When rights collide, part 2
At the risk of throwing gas onto a fire, and not wanting to thread-jack the other thread, I would like to know what others think of these two real-life situations.
1) A young, mentally challenged young man was taken into a nicer restaurant here in Louisville for lunch. The place is popular and hence, was very crowded that day. The young man is confined to a wheelchair, and is only capable of emitting high pitched, loud schreeches (almost like a little gril screaming), and loud moaning. The family was seated, and the young man began to schreech, and thrash about in the wheelchair. The family was oblivious to this, and did nothing to try to comfort the young man, or to remove him. Several other diners complained, and after 30 minutes of the noise, the family was asked to leave. They promptly filed a lawsuit, claiming discrimination again their son.
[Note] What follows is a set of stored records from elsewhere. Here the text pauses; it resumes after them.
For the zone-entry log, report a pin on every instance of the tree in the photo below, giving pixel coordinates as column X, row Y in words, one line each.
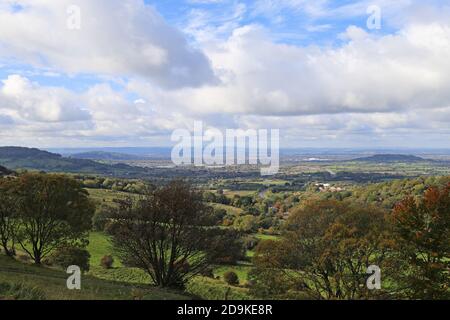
column 8, row 209
column 327, row 246
column 422, row 228
column 68, row 256
column 231, row 278
column 164, row 234
column 54, row 211
column 226, row 246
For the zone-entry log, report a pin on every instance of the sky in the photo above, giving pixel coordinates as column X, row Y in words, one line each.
column 121, row 73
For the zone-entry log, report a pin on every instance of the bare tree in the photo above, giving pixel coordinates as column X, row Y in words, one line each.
column 165, row 233
column 8, row 209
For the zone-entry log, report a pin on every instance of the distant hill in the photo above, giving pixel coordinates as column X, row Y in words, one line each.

A diner filmed part of the young man and his family on his cell, and it clearly shows the noise level, and the family conversing like their was nothing happening. (A family memeber later said that this was normal behavior for the young man, and that the family tunes him out.) So, who's right trumped whos? The young man certainly has the right to be there, but then the diner's have a right to a nice lunch. Thoughts?
2) What about the rights of a pro-life pharmacist refusing to dispense birth control pills/the morning after pill? On one hand, they got into pharmacy knowing that yes, indeed, pharmacies dispense these meds, but they also have freedom of religion. What if it's a small town, and only one pharmacy close, so that's it's difficult to go to another one? Would a Jehovah's Witness ever become a pharmacist? Thoughts?